Exclusive: Li Ka-shing Plans to Sell More Mainland Assets
Hong Kong tycoon Li Ka-shing plans to dispose of two properties in Beijing and Shanghai worth of 50 billion yuan ($7.31 billion), a sign the billionaire is further pulling out of the Chinese mainland.
CK Asset Holdings Ltd., Li’s flagship business, plans to sell a mixed residential and commercial project in northeast Beijing, Caixin learned from multiple sources. Mainland property giant Sunac China Holdings Ltd. in interested in taking over the project, a person close to the deal told Caixin.
CK bought the land nearly 20 years ago. It paid 700 million yuan for the 66 acres, and phase one of Yicui Garden was completed and sold in 2013. As phase two was not started for years, the Ministry of Land and Resources listed it in 2010 as idle land.
Phase two of Yicui Garden is currently under construction, including high-rise condos and townhouses. Some of the buildings are close to completion. The project has applied for pre-sale approval, which is expected by the end of this year, according to a project staffer.
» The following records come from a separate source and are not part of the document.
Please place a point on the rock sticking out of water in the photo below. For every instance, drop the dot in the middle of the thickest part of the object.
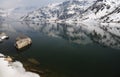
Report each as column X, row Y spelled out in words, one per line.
column 22, row 41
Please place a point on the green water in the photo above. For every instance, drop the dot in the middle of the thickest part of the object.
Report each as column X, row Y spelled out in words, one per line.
column 60, row 53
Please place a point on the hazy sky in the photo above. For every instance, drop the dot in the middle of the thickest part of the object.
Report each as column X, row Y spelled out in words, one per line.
column 16, row 3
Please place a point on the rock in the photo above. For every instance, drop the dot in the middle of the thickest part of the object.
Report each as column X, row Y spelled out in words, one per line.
column 22, row 42
column 3, row 36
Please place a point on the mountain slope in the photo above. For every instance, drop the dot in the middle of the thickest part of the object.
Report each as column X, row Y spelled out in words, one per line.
column 59, row 11
column 78, row 10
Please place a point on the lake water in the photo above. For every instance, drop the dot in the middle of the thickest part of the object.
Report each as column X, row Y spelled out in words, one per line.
column 67, row 50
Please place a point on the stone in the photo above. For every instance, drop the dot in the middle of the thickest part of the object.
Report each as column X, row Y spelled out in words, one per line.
column 8, row 58
column 3, row 36
column 22, row 42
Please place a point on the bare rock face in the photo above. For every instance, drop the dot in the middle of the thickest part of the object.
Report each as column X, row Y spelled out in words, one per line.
column 22, row 42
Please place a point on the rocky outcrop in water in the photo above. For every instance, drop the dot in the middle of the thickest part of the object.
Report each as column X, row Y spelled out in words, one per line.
column 22, row 42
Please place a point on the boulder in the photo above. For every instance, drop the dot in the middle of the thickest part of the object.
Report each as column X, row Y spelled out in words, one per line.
column 3, row 36
column 22, row 42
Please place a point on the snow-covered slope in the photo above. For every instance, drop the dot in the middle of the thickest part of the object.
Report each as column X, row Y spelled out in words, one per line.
column 105, row 10
column 59, row 11
column 14, row 13
column 78, row 10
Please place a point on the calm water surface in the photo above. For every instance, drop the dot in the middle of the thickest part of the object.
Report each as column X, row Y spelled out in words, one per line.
column 66, row 50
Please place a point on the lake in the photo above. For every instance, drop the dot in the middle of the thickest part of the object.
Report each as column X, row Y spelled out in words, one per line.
column 65, row 50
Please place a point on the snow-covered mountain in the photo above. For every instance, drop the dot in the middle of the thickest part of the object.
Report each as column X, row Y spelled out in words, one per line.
column 14, row 13
column 105, row 10
column 77, row 10
column 59, row 11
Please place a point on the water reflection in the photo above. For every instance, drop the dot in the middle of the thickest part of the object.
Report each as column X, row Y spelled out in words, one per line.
column 106, row 35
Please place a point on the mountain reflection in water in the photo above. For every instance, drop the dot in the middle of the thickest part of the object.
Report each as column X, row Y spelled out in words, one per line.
column 68, row 50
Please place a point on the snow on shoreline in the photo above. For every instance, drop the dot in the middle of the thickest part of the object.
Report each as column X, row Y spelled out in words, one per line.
column 14, row 69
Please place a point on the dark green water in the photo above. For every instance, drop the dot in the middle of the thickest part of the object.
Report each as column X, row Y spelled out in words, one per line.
column 66, row 50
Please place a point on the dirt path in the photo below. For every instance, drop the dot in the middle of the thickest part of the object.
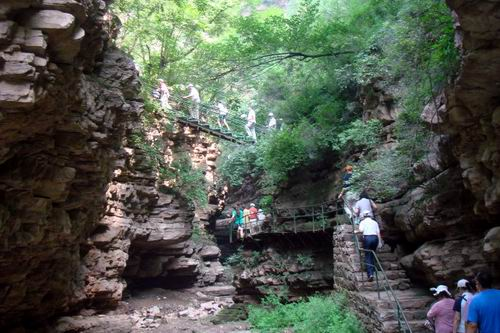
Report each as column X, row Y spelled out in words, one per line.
column 160, row 311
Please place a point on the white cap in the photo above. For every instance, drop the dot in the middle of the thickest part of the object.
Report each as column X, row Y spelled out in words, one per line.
column 439, row 289
column 366, row 213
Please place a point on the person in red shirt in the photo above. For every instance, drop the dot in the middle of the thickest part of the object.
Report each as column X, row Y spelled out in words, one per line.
column 253, row 218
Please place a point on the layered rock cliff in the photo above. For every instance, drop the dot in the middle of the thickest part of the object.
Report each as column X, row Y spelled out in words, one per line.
column 81, row 209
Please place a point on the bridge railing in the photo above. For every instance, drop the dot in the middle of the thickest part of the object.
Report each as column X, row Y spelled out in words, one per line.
column 381, row 279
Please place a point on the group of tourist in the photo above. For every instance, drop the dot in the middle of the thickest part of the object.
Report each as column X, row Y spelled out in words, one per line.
column 247, row 220
column 475, row 309
column 163, row 94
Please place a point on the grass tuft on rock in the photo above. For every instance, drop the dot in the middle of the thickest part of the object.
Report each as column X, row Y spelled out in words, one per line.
column 319, row 314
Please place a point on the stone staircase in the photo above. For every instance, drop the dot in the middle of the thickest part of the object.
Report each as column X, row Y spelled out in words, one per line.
column 373, row 303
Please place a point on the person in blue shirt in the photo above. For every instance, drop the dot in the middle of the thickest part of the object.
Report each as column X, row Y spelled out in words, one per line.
column 484, row 309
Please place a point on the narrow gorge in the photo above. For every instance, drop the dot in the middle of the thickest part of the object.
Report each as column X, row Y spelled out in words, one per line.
column 115, row 210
CK bought the Shanghai land in 2006 together with Zhejiang-based developer Herun Group Co. Ltd. The project has a total construction area of 289 acres. CK holds a 60% stake in the project and Herun holds 40%. In January, CK said it was exploring acquiring the 40% stake from Herun.
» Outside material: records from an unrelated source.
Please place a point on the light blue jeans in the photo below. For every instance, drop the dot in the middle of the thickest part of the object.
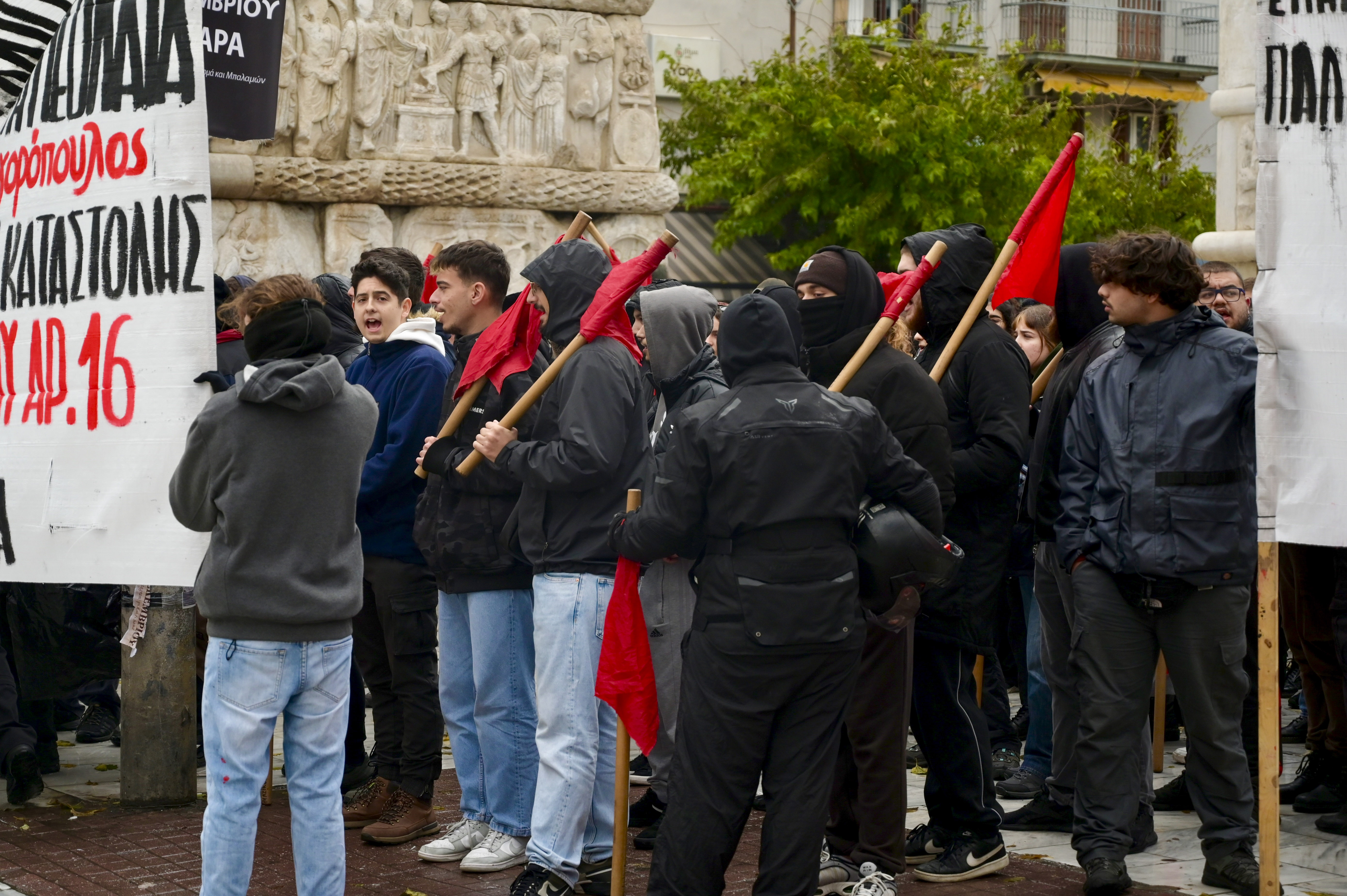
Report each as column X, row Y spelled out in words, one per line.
column 248, row 684
column 487, row 696
column 577, row 734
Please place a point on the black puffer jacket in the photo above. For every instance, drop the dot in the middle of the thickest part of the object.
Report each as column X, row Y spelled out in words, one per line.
column 740, row 489
column 589, row 443
column 987, row 393
column 460, row 518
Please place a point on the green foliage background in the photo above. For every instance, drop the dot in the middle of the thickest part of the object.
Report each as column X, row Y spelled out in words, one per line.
column 860, row 154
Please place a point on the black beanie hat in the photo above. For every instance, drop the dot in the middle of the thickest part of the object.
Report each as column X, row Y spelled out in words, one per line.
column 290, row 330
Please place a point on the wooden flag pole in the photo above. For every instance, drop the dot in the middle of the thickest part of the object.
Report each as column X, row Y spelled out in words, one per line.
column 1269, row 723
column 879, row 333
column 1003, row 262
column 465, row 404
column 623, row 779
column 543, row 383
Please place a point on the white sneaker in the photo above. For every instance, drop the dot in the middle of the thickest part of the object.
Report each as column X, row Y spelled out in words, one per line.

CK intends to sell the two assets as a package, and a possible deal is under negotiation, Caixin learned.
Chinese regulators are mulling a new round of credit tightening targeting big property developers, which will limit the number of buyers willing to acquire the assets, a person close to the matter said.
Regulators are due to test a new financing directive on 12 top real estate companies that will limit their ability to take on more borrowing, according to sources who took part in a meeting Aug. 20 in Beijing involving the People’s Bank of China, the Ministry of Housing and Urban-Rural Development, property enterprises and other government bodies.
At the meeting, the regulators conveyed a “three red lines” policy that sets limits on bank borrowings by developers: a liability-to-asset ratio (excluding presales) of no more than 70%; a net debt-to-equity ratio of less than 100%; and cash holdings at least equal to short-term debt.
Developers subject to the trial include Sunac China, China Evergrande Group, Country Garden Holding Co. Ltd. and Zhong Liang Holdings Co. Ltd. Data compiled by Caixin show that Evergrande, Sunac, Greenland, and Zhong Liang have already crossed all three red lines and would be subject to the bank borrowing limits.
Sources at Sunac China said they are unware of whether the company is planning a large asset purchase. CK didn’t immediately reply to a Caixin reporter's inquiry.
Li is known for close relations with Beijing, but his ties to mainland power appear to have weakened since President Xi Jinping took office in 2013.
In October, CK Asset sold a 1.53 million square-foot development in Dalian for 4 billion yuan. After its most recent disposal of a $1.02 billion project in Chengdu in July, CK Asset said it still has more than 50 real estate projects in more than 20 mainland cities.